Vermont News: The Ryan Haight Online Pharmacy Consumer Protection Act

Topics: Internet pharmacy

Published in the September 2009 Vermont Board of Pharmacy Newsletter

The Ryan Haight Online Pharmacy Consumer Protection Act amends the Federal Food, Drug, and Cosmetic Act to address illegal diversion of prescription drugs through the Internet. It was signed into law in October 2008, and became effective April 13, 2009. Ryan Haight was a 17-year-old boy who easily acquired prescription narcotics from an online Web site by simply filling out a questionnaire. A doctor who never saw Haight wrote the prescription and the drugs were mailed directly to his house. On February 12, 2001, Haight overdosed on the narcotic and died at the young age of 18. The Ryan Haight Online Pharmacy Consumer Protection Act addresses the problem of Internet prescription drug diversion in three ways.
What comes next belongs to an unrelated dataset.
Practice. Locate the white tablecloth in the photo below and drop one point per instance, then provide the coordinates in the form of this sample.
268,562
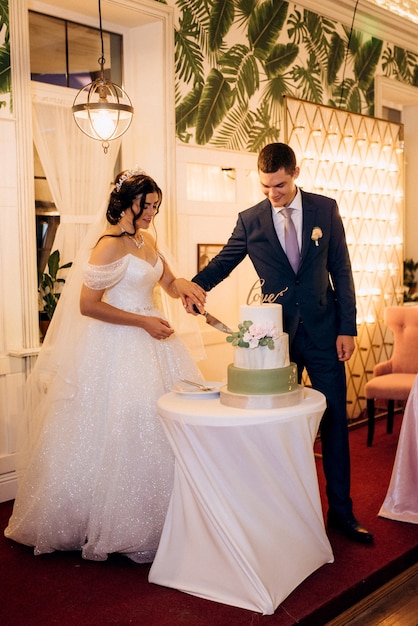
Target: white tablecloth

First, it requires Internet pharmacy Web sites to display information identifying the business, pharmacist, and physician associated with the Web site.

Second, the act bars the selling or dispensing of a prescription drug via the Internet when the Web site has referred the customer to a doctor who then writes a prescription without ever seeing the patient.

Third, the act provides states with new enforcement authority modeled on the Federal Telemarketing Sales Act that will allow a state’s attorney general to shut down a rogue site across the country rather than solely in that specific state.